Le projet de loi sur l’utilisation de l’IA dans les écoles publiques de Washington
SEATTLE — Un projet de loi visant à interdire certaines utilisations de l’intelligence artificielle dans les écoles publiques avance au sein de la Législature de l’État de Washington.
Les interdictions proposées
Le projet de loi sénatorial 5956 impose six interdictions concernant l’utilisation des « systèmes de décision automatisés ». Ces interdictions incluent :
- Utiliser un système de décision automatisé comme seule base pour toute décision disciplinaire concernant un élève.
- Imposer une exclusion d’urgence, une suspension ou une expulsion, ou faire appel à la police sur la base d’une prédiction ou d’un score généré par un système automatisé, sans enquête humaine indépendante.
- Maintenir des listes internes ou des listes de surveillance d’élèves basées sur un système de décision automatisé.
- Entrer dans un contrat avec un fournisseur de services scolaires qui autorise ces activités interdites.
- Utiliser des données biométriques pour inférer des états émotionnels ou d’autres caractéristiques personnelles sensibles d’un élève.
Les motivations derrière le projet de loi
Selon l’une des co-sponsors du projet de loi, Sénatrice T’wina Nobles (D-Fircrest), ces outils doivent être encadrés. Elle souligne l’importance de s’assurer qu’aucun élève ne soit maltraité à cause de la technologie IA. « Nous voulons veiller à ce que nos systèmes ne renforcent pas les disparités existantes », a-t-elle déclaré.
Des incidents aux États-Unis, tels que des systèmes de sécurité IA prenant des objets inoffensifs pour des armes, montrent les dangers potentiels de l’IA dans les écoles. Par exemple, un système de sécurité au Maryland a confondu un paquet de Doritos vide avec une arme à feu, entraînant l’arrestation d’un élève.

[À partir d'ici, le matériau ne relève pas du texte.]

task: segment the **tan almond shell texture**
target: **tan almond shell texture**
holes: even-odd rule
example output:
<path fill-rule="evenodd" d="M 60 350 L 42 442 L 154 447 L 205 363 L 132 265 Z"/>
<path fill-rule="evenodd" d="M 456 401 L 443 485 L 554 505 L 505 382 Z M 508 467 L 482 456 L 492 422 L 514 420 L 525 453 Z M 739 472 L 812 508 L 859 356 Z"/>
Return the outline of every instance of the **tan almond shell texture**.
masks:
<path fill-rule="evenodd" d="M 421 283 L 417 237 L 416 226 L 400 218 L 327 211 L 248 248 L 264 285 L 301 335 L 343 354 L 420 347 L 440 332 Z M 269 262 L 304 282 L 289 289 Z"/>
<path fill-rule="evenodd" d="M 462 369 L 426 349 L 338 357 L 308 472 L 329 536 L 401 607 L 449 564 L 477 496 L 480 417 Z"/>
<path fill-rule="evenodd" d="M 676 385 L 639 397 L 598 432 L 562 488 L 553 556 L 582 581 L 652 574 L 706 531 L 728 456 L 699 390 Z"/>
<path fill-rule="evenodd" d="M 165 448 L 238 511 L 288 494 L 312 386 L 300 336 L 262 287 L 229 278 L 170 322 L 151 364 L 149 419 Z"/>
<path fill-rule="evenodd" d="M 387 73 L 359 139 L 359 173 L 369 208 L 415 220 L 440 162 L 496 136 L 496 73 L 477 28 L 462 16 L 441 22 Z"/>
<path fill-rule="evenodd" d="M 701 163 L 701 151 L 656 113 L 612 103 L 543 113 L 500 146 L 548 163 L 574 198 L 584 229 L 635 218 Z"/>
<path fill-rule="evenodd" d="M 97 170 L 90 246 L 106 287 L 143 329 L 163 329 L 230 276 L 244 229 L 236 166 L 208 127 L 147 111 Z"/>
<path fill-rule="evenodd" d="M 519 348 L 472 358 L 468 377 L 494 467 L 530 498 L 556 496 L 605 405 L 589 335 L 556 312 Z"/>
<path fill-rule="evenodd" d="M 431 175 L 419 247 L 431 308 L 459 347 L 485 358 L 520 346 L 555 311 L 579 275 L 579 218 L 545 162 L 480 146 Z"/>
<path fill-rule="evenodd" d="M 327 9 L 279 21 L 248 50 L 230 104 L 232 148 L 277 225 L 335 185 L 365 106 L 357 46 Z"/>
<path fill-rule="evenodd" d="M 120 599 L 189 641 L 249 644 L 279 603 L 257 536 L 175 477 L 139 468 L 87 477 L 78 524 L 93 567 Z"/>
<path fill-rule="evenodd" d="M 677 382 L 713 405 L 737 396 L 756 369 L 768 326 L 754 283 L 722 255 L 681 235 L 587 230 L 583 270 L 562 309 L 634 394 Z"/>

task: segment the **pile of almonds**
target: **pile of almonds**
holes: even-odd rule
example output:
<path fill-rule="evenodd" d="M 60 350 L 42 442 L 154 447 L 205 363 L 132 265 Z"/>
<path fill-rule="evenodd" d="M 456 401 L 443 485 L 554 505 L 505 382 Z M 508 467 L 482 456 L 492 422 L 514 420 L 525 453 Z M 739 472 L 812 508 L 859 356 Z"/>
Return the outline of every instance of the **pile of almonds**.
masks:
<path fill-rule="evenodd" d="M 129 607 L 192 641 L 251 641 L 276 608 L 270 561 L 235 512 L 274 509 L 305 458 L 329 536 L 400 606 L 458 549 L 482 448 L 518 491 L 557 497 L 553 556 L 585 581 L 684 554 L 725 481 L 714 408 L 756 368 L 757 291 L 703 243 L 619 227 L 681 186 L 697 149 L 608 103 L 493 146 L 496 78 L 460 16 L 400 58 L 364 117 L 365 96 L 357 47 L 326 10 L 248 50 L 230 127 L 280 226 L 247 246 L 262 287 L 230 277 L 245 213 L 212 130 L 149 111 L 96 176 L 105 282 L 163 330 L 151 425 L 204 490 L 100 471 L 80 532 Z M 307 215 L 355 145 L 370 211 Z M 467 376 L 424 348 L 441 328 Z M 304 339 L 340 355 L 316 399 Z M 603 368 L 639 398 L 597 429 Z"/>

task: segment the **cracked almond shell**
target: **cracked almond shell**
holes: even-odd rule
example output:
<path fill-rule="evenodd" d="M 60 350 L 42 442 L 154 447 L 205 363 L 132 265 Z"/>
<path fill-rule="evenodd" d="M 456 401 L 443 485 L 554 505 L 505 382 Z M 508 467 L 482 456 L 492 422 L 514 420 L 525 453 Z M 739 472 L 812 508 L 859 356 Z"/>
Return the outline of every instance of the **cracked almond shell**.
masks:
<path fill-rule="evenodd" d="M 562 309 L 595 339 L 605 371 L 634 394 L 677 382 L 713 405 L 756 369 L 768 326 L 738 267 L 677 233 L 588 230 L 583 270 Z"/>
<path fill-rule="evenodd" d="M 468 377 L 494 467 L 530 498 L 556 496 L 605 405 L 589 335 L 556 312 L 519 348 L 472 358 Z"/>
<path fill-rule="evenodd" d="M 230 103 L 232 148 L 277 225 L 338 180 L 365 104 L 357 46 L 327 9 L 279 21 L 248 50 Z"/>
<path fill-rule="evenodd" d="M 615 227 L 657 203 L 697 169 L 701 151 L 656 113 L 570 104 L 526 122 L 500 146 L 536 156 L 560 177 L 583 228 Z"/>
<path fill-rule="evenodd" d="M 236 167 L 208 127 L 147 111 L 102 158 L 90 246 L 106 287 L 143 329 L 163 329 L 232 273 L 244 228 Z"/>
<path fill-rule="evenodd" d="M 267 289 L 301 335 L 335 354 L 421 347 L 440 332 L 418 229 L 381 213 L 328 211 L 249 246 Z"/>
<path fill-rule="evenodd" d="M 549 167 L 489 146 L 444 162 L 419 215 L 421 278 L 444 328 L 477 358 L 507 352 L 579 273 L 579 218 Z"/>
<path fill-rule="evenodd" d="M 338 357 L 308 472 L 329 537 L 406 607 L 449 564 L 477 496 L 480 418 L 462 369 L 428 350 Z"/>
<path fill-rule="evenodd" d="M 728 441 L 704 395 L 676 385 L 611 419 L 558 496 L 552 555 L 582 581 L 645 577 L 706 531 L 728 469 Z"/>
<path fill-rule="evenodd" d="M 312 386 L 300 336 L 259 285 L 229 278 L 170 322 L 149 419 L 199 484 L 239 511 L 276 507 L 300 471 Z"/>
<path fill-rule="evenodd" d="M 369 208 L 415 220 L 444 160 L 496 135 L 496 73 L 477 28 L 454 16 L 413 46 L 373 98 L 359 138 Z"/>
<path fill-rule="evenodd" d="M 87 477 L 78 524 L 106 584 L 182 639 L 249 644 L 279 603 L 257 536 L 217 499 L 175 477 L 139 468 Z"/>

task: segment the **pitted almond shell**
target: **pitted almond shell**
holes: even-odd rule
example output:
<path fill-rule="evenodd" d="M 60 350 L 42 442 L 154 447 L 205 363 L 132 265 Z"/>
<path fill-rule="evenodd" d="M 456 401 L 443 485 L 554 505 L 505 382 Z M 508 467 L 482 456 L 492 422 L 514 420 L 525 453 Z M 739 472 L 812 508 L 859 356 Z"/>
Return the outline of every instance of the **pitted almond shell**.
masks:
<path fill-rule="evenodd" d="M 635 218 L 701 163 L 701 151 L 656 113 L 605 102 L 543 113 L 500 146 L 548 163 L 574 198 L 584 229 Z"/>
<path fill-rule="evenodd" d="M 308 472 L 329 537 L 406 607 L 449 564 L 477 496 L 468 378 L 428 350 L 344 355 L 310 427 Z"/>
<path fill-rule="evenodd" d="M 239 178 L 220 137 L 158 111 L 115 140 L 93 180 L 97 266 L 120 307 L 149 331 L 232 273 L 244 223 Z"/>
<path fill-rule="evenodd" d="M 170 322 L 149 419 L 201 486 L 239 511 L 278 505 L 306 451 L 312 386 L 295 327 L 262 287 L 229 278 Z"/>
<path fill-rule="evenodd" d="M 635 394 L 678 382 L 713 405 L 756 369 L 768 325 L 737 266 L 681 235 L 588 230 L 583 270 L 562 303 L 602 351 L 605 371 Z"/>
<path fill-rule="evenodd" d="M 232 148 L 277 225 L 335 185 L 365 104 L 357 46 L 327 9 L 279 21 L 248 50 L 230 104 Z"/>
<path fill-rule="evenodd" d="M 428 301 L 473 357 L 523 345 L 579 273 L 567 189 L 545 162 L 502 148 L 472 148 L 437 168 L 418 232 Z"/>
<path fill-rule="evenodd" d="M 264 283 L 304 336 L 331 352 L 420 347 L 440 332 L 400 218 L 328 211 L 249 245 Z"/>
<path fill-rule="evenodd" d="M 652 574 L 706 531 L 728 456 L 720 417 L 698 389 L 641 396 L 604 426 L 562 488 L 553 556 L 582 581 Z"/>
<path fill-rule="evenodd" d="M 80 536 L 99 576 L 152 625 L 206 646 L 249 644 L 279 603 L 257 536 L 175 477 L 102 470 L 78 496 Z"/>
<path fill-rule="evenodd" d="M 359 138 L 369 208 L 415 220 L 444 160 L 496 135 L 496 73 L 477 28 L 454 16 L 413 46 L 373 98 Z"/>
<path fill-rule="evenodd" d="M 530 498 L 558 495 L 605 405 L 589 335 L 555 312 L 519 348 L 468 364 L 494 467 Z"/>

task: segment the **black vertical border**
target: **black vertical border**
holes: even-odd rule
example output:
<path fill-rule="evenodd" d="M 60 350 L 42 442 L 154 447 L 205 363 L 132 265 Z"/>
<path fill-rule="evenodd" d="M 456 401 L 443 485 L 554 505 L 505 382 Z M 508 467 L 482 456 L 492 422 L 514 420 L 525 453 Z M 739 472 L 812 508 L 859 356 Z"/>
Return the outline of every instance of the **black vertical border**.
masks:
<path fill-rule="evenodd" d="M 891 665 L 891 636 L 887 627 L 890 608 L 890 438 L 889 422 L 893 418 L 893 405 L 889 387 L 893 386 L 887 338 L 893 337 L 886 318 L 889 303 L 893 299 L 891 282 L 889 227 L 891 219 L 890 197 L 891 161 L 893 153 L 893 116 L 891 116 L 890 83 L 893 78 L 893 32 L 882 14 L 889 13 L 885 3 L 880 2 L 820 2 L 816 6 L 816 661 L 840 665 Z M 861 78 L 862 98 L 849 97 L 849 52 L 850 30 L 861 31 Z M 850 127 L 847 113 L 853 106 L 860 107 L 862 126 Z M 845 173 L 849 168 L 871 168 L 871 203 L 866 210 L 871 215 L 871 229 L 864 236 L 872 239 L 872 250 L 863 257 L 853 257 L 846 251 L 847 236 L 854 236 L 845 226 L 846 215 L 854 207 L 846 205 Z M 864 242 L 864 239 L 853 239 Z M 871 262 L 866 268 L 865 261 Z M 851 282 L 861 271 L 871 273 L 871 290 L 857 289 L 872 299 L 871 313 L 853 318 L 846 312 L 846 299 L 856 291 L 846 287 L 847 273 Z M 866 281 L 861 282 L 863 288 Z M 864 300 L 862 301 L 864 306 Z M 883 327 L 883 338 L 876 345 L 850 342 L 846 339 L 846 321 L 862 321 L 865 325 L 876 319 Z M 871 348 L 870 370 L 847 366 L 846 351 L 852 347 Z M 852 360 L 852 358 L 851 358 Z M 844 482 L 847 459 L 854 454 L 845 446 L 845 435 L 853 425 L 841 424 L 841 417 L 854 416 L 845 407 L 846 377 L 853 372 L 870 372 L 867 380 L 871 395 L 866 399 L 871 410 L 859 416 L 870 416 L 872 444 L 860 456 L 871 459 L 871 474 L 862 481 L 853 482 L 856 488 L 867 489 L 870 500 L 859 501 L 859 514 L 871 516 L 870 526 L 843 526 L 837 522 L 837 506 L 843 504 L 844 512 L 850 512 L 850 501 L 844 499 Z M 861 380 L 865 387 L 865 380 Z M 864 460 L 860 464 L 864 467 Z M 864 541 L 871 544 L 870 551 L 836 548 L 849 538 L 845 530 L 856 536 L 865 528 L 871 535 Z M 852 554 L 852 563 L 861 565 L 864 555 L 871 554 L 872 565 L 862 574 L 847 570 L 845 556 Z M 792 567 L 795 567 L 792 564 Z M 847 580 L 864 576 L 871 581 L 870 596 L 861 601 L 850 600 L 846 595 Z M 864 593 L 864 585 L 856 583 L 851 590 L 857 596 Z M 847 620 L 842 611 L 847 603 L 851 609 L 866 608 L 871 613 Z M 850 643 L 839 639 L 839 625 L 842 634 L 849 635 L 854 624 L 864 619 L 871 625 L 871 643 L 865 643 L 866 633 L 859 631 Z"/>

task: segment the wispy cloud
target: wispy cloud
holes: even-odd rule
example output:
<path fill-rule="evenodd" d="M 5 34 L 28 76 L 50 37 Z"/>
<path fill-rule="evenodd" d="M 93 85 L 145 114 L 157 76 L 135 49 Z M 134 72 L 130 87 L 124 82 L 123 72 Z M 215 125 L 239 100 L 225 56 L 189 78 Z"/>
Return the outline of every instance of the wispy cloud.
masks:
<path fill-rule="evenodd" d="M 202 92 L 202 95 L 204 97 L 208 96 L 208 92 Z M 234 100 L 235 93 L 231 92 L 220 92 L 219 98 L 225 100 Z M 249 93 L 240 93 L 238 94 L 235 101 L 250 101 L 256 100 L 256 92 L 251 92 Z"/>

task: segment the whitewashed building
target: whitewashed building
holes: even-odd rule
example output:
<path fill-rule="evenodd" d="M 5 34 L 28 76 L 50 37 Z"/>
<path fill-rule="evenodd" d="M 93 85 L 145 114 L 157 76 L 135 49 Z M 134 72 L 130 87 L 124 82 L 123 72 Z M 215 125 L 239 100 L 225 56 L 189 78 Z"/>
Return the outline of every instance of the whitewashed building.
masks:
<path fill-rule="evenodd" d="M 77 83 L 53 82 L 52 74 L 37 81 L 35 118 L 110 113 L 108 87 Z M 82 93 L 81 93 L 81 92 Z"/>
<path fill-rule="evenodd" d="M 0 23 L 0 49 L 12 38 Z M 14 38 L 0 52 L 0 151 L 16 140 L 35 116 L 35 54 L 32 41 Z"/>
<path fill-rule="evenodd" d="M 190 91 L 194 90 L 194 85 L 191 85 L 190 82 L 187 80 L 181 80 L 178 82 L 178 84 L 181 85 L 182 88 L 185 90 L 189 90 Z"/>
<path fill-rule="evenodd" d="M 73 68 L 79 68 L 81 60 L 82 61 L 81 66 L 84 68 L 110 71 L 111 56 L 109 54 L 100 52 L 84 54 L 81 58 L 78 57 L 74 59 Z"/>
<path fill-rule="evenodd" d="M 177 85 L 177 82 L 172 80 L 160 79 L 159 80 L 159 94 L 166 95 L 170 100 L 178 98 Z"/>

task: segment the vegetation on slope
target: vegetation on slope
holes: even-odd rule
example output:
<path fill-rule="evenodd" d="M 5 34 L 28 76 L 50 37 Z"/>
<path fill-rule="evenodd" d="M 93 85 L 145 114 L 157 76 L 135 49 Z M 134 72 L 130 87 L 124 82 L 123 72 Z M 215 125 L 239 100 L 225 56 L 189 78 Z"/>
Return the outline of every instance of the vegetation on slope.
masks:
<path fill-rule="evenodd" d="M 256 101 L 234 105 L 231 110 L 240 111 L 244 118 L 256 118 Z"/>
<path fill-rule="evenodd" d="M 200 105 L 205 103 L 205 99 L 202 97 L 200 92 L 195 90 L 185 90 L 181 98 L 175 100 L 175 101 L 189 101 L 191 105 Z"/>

Une approche équilibrée de l’intelligence artificielle
Ce projet de loi ne vise pas à interdire l’utilisation de l’IA dans les écoles publiques, mais plutôt à garantir que le travail effectué par l’IA implique toujours un élément humain. Sénatrice Lisa Wellman (D-Mercer Island), également co-sponsor du projet de loi, a déclaré que « les données peuvent provenir de la technologie, mais l’analyse des données ne devrait pas être effectuée par la machine ».
Lors de sa première audience, deux partisans du projet de loi ont témoigné, sans aucune opposition.
Prochaines étapes
Le projet de loi est prévu pour une session exécutive en comité jeudi, où il pourrait être voté, amendé ou ne pas avancer.